Metabolic puzzle: Exploring liver fibrosis differences in Asian metabolic-associated fatty liver disease subtypes

Sabhita Shabir Shaikh; Fakhar Ali Qazi-Arisar; Saba Nafay; Sidra Zaheer; Hafeezullah Shaikh; Zahid Azam

doi:10.4254/wjh.v16.i1.54

Metabolic puzzle: Exploring liver fibrosis differences in Asian metabolic-associated fatty liver disease subtypes

World J Hepatol. 2024 Jan 27;16(1):54-64. doi: 10.4254/wjh.v16.i1.54.

Authors

Sabhita Shabir Shaikh¹, Fakhar Ali Qazi-Arisar², Saba Nafay¹, Sidra Zaheer³, Hafeezullah Shaikh¹, Zahid Azam¹

Affiliations

¹ National Institute of Liver and GI Diseases, Dow University of Health Sciences, Sindh, Karachi 75330, Pakistan.
² National Institute of Liver and GI Diseases, Dow University of Health Sciences, Sindh, Karachi 75330, Pakistan. fakhar.arisar@gmail.com.
³ School of Public Health, Dow University of Health Sciences, Sindh, Karachi 75330, Pakistan.

Abstract

Background: Metabolic-associated fatty liver disease (MAFLD) is a liver condition marked by excessive fat buildup in the absence of heavy alcohol use. It is primarily linked with metabolic issues like insulin resistance, obesity, and abnormal lipid levels, and is often observed with other conditions such as type 2 diabetes and cardiovascular disease. However, whether the subtypes of MAFLD based on the metabolic disorder differentially impact liver fibrosis is not well explicated, especially in the Asian population.

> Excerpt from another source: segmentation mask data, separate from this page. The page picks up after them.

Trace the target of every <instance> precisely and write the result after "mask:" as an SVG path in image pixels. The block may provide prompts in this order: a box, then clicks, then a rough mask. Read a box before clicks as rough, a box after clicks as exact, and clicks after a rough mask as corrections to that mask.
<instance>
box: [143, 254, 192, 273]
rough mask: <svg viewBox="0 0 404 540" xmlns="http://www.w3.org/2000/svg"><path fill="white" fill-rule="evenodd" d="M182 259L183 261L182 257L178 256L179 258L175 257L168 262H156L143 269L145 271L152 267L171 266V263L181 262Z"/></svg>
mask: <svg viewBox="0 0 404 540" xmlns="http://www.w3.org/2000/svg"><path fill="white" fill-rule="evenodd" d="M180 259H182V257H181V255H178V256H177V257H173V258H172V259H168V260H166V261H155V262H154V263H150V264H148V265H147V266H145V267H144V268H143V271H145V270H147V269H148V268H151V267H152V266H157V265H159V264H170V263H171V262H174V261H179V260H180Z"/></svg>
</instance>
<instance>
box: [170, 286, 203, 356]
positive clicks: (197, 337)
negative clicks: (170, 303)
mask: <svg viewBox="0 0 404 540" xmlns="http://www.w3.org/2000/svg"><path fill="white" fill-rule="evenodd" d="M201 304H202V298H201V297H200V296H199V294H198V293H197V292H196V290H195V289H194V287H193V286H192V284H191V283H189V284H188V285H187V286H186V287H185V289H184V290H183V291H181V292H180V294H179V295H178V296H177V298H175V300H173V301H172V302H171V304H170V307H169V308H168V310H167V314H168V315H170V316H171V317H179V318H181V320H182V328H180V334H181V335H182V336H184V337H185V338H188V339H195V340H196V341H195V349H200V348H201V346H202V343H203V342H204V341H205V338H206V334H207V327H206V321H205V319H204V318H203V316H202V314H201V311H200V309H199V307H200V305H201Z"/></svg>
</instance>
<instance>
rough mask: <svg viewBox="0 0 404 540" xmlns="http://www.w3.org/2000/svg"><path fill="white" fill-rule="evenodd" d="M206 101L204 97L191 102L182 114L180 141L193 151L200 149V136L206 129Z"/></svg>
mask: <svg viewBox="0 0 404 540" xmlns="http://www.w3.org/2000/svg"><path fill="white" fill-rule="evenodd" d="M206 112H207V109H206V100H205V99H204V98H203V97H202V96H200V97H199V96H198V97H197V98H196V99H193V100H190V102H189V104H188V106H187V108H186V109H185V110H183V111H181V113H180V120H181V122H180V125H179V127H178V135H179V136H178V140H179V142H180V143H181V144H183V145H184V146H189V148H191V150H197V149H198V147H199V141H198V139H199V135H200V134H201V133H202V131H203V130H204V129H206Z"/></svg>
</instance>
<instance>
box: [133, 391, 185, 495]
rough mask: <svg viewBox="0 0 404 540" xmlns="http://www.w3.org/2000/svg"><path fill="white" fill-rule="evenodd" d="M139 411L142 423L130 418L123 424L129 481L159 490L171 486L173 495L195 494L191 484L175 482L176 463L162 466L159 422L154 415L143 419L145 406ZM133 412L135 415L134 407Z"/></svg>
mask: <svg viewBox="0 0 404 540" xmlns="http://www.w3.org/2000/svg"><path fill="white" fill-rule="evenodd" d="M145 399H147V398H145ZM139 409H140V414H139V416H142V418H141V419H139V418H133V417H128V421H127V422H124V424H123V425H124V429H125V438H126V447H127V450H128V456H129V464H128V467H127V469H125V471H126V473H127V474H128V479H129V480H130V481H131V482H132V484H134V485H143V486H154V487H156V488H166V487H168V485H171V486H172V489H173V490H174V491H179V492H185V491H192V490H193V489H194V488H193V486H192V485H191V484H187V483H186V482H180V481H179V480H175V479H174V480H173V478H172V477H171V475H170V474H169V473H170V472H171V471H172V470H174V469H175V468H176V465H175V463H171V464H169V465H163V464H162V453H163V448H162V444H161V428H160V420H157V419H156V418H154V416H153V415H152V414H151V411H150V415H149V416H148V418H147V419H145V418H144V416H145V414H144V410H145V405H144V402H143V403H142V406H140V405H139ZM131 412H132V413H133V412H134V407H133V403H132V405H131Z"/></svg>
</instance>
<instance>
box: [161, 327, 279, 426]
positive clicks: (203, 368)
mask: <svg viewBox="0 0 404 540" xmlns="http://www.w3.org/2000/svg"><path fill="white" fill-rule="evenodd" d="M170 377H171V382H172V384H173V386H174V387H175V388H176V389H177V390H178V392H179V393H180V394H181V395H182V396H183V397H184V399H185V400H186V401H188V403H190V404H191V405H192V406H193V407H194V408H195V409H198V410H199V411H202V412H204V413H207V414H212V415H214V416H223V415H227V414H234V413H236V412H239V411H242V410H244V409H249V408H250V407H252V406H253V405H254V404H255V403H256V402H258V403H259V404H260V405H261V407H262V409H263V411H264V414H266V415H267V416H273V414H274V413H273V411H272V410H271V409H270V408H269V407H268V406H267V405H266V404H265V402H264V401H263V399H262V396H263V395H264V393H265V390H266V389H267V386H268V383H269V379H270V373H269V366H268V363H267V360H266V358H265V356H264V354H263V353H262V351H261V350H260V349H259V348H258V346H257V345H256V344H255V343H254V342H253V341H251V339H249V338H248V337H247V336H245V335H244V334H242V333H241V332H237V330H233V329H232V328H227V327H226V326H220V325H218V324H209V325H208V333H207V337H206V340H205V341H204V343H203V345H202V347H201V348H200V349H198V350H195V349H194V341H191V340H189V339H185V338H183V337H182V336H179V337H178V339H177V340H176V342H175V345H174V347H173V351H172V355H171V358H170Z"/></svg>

Aim: To compare the severity of liver fibrosis among different MAFLD subtypes.

Methods: A total of 322 adult patients of either gender with fatty liver on ultrasound were enrolled between January to December 2021. MAFLD was defined as per the Asian Pacific Association for the Study of the Liver guidelines. Fibrosis-4 index (Fib-4) and nonalcoholic fatty liver disease fibrosis score (NFS) were employed to evaluate liver fibrosis.

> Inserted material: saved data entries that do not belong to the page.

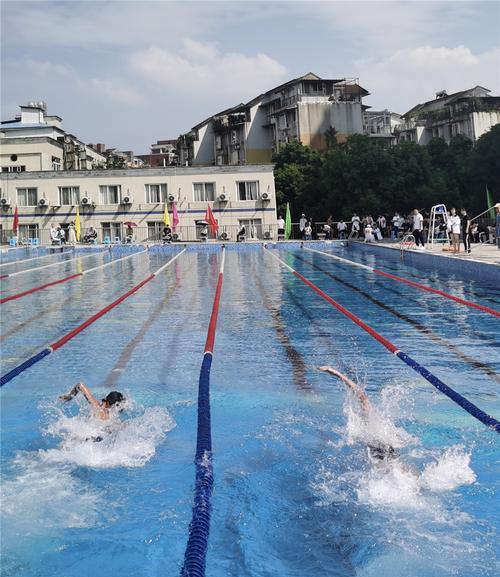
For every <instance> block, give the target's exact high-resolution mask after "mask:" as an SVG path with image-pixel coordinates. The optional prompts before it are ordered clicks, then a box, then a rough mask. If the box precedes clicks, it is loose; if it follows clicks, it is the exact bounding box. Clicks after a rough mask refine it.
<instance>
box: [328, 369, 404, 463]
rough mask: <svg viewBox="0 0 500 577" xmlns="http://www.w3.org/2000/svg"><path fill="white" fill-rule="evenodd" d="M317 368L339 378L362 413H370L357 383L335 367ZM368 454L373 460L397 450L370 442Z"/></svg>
mask: <svg viewBox="0 0 500 577" xmlns="http://www.w3.org/2000/svg"><path fill="white" fill-rule="evenodd" d="M318 369H319V370H320V371H323V372H324V373H329V374H330V375H333V376H334V377H337V378H339V379H340V380H341V381H342V382H343V383H344V384H345V385H347V387H348V388H349V389H351V391H352V392H353V393H354V394H355V395H356V397H357V399H358V401H359V404H360V405H361V408H362V410H363V413H364V415H365V416H367V415H368V414H369V413H370V411H371V410H372V406H371V403H370V401H369V400H368V397H367V396H366V393H365V392H364V391H363V389H362V388H361V387H360V386H359V385H357V384H356V383H354V382H353V381H351V379H349V378H348V377H346V376H345V375H344V374H343V373H341V372H340V371H337V369H334V368H333V367H330V366H329V365H324V366H322V367H318ZM368 454H369V456H370V458H371V459H372V460H373V461H375V462H380V461H387V460H389V459H395V458H397V456H398V454H397V451H396V449H394V447H392V446H391V445H388V444H387V443H382V442H378V443H370V444H369V445H368Z"/></svg>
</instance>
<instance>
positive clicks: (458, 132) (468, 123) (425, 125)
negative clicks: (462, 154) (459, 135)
mask: <svg viewBox="0 0 500 577" xmlns="http://www.w3.org/2000/svg"><path fill="white" fill-rule="evenodd" d="M490 92H491V90H488V89H487V88H484V87H482V86H475V87H474V88H471V89H468V90H462V91H461V92H455V93H453V94H447V93H446V91H445V90H442V91H440V92H437V93H436V98H435V99H434V100H429V101H428V102H424V104H417V106H414V107H413V108H412V109H411V110H409V111H408V112H406V113H405V114H403V115H402V116H401V120H402V122H401V124H400V125H399V126H397V127H396V128H395V131H396V135H397V140H398V142H408V141H410V142H416V143H418V144H427V143H428V142H429V141H430V140H431V139H432V138H436V137H438V138H443V139H444V140H445V141H446V142H450V140H451V139H452V138H453V137H454V136H456V135H458V134H462V135H464V136H466V137H467V138H469V139H470V140H472V141H473V142H476V141H477V139H478V138H479V137H480V136H481V135H482V134H484V133H485V132H487V131H488V130H489V129H490V128H491V127H492V126H494V125H495V124H498V123H500V96H490V95H489V94H490Z"/></svg>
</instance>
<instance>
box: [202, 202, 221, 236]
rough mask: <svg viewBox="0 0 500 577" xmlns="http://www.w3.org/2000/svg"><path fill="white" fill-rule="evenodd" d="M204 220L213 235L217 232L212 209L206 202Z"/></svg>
mask: <svg viewBox="0 0 500 577" xmlns="http://www.w3.org/2000/svg"><path fill="white" fill-rule="evenodd" d="M205 220H206V221H207V222H208V224H209V226H210V230H211V231H212V234H213V235H214V236H215V235H216V234H217V229H218V228H219V225H218V223H217V221H216V220H215V216H214V213H213V212H212V209H211V208H210V205H209V204H207V212H206V213H205Z"/></svg>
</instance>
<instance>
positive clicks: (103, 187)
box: [99, 184, 121, 204]
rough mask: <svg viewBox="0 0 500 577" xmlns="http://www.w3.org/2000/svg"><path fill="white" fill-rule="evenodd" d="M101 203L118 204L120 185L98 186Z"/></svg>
mask: <svg viewBox="0 0 500 577" xmlns="http://www.w3.org/2000/svg"><path fill="white" fill-rule="evenodd" d="M99 191H100V196H101V204H120V196H121V186H120V185H119V184H112V185H105V186H100V187H99Z"/></svg>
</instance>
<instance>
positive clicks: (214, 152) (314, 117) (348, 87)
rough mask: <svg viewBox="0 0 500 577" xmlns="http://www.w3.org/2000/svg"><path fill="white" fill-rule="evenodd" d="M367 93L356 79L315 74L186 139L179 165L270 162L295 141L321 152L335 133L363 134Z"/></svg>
mask: <svg viewBox="0 0 500 577" xmlns="http://www.w3.org/2000/svg"><path fill="white" fill-rule="evenodd" d="M368 94H369V92H367V91H366V90H365V89H364V88H362V87H361V86H359V84H358V81H357V79H346V78H343V79H333V80H325V79H322V78H320V77H319V76H317V75H316V74H313V73H309V74H306V75H304V76H301V77H300V78H295V79H294V80H290V81H289V82H286V83H285V84H282V85H280V86H278V87H276V88H273V89H271V90H269V91H267V92H266V93H264V94H261V95H259V96H257V97H255V98H254V99H252V100H250V101H249V102H247V103H240V104H238V105H237V106H234V107H232V108H229V109H226V110H223V111H222V112H219V113H218V114H215V115H213V116H210V117H209V118H207V119H205V120H203V121H202V122H200V123H199V124H197V125H196V126H194V127H193V128H192V129H191V131H190V132H188V133H186V134H184V135H181V136H180V137H179V140H178V154H179V157H180V163H181V164H185V163H189V164H193V165H197V164H207V165H210V164H216V165H238V164H252V163H263V162H264V163H265V162H271V158H272V155H273V153H274V152H276V151H278V150H280V148H281V147H283V146H284V145H286V144H287V143H288V142H291V141H293V140H297V141H300V142H302V144H306V145H310V146H312V147H313V148H315V149H317V150H322V149H324V148H326V145H327V141H326V137H325V133H326V132H327V131H328V130H330V129H335V131H336V135H337V139H338V140H339V141H342V140H345V138H347V136H349V135H351V134H362V133H363V109H364V108H365V107H364V106H363V103H362V98H363V97H364V96H367V95H368Z"/></svg>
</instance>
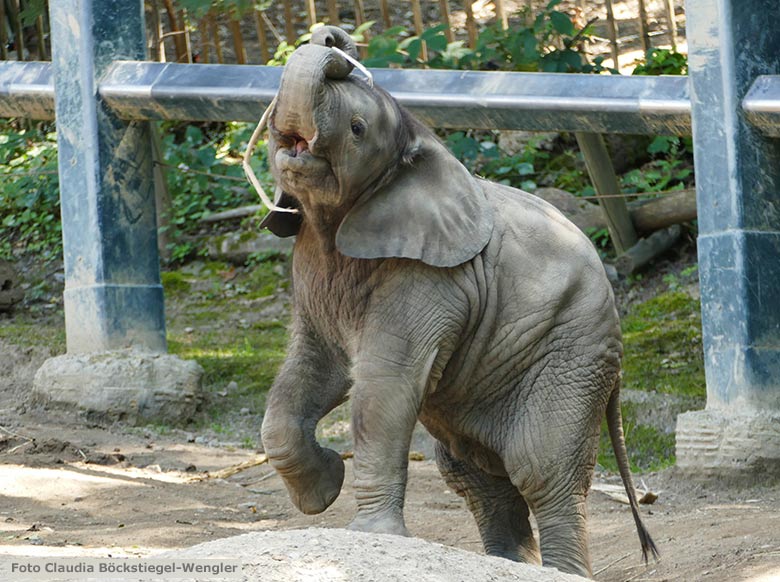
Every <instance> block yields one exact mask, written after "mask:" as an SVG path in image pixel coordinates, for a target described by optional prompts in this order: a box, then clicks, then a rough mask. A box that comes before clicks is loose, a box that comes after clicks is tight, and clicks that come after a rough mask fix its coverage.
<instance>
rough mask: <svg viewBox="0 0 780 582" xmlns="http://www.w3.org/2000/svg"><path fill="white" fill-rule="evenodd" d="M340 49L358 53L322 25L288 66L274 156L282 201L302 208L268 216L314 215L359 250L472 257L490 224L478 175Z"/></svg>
mask: <svg viewBox="0 0 780 582" xmlns="http://www.w3.org/2000/svg"><path fill="white" fill-rule="evenodd" d="M332 47H336V48H338V49H340V50H339V51H337V50H334V49H333V48H332ZM344 52H346V53H347V54H350V53H351V56H353V57H356V56H357V53H356V51H355V46H354V43H353V42H352V40H351V39H350V38H349V36H348V35H347V34H346V33H344V32H343V31H342V30H341V29H338V28H336V27H329V26H328V27H322V28H320V29H318V30H317V31H315V33H314V35H313V38H312V42H311V44H309V45H304V46H302V47H300V48H298V49H297V50H296V51H295V52H294V53H293V55H292V56H291V57H290V59H289V61H288V63H287V65H286V67H285V70H284V73H283V75H282V81H281V85H280V88H279V93H278V95H277V100H276V105H275V106H274V108H273V110H272V111H271V114H270V117H269V128H270V138H269V143H268V149H269V160H270V165H271V172H272V174H273V176H274V178H275V179H276V181H277V184H278V186H279V188H278V189H277V195H276V204H277V205H278V206H287V207H290V206H295V207H298V208H300V210H301V215H302V217H301V216H300V215H295V214H289V213H281V212H271V214H269V216H268V217H267V218H266V220H265V221H264V223H263V226H267V227H268V228H269V229H270V230H271V231H273V232H275V233H276V234H278V235H280V236H289V235H292V234H296V233H297V232H298V229H299V228H300V226H301V221H303V222H312V223H313V222H316V223H317V228H319V229H320V230H322V231H323V232H324V233H326V235H327V236H329V237H330V238H331V239H332V242H333V244H334V245H335V248H337V250H338V251H339V252H341V253H342V254H344V255H346V256H350V257H354V258H383V257H404V258H410V259H419V260H422V261H423V262H425V263H428V264H430V265H433V266H439V267H451V266H455V265H458V264H461V263H463V262H465V261H468V260H470V259H471V258H473V257H474V256H475V255H476V254H478V253H479V252H480V251H481V250H482V249H483V248H484V247H485V245H486V244H487V242H488V240H489V239H490V235H491V232H492V229H493V216H492V211H491V209H490V207H489V205H488V204H487V202H486V199H485V195H484V193H483V191H482V187H481V185H480V183H479V181H478V180H476V179H474V178H473V177H472V176H471V175H470V174H469V173H468V171H467V170H466V169H465V168H464V167H463V166H462V165H461V164H460V163H459V162H458V161H457V160H456V159H455V158H454V157H452V155H450V154H449V152H448V151H447V150H446V148H445V147H444V146H443V145H442V144H441V143H440V142H439V141H438V140H437V139H436V137H435V135H434V134H433V133H432V132H431V131H430V130H429V129H427V128H426V127H424V126H423V125H421V124H420V123H419V122H417V121H416V120H415V119H414V118H413V117H411V116H410V115H409V114H408V113H407V112H406V111H405V110H404V109H402V108H401V107H400V106H399V105H398V103H396V101H395V100H394V99H393V98H392V97H390V95H389V94H388V93H386V92H385V91H383V90H382V89H379V88H377V87H373V86H372V85H371V84H369V83H367V82H366V81H365V80H364V79H362V78H361V77H359V76H358V75H355V74H351V72H352V69H353V66H352V64H351V63H350V62H349V60H348V59H346V58H345V57H344V55H343V53H344Z"/></svg>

Results: The mean age was 44.84 ± 11 years. Seventy-two percent of the patients were female. Two hundred and seventy-three patients were classified as having MAFLD, of which 110 (40.3%) carried a single, 129 (47.3%) had two, and 34 (12.5%) had all three metabolic conditions. The cumulative number of metabolic conditions was related to elevated body mass index, triglyceride (TG) levels, and glycated hemoglobin, lower high-density lipoprotein (HDL) levels, higher liver inflammation (by aspartate aminotransferase and γ-glutamyl transferase), and higher likelihood of fibrosis (by NFS and Fib-4 scores) (P < 0.05 for all). The proportion of advanced fibrosis also increased with an increase in the number of metabolic conditions (4.1%, 25.5%, 35.6%, and 44.1% by NFS and 6.1%, 10.9%, 17%, and 26.5% by Fib-4 for no MAFLD and MAFLD with 1, 2, and 3 conditions, respectively). Among MAFLD patients, those with diabetes alone were the eldest and had the highest mean value of NFS score and Fib-4 score (P < 0.05), while MAFLD patients diagnosed with lean metabolic dysfunction exhibited the highest levels of TG and alanine aminotransferase but the lowest HDL levels (P < 0.05).

Conclusion: The study suggests that the severity of liver fibrosis in MAFLD patients is influenced by the number and type of metabolic conditions present. Early identification and management of MAFLD, particularly in patients with multiple metabolic conditions, are crucial to prevent liver-related complications.

Keywords: Diabetes; Dyslipidemia; Fatty liver disease; Metabolic syndrome; Obesity.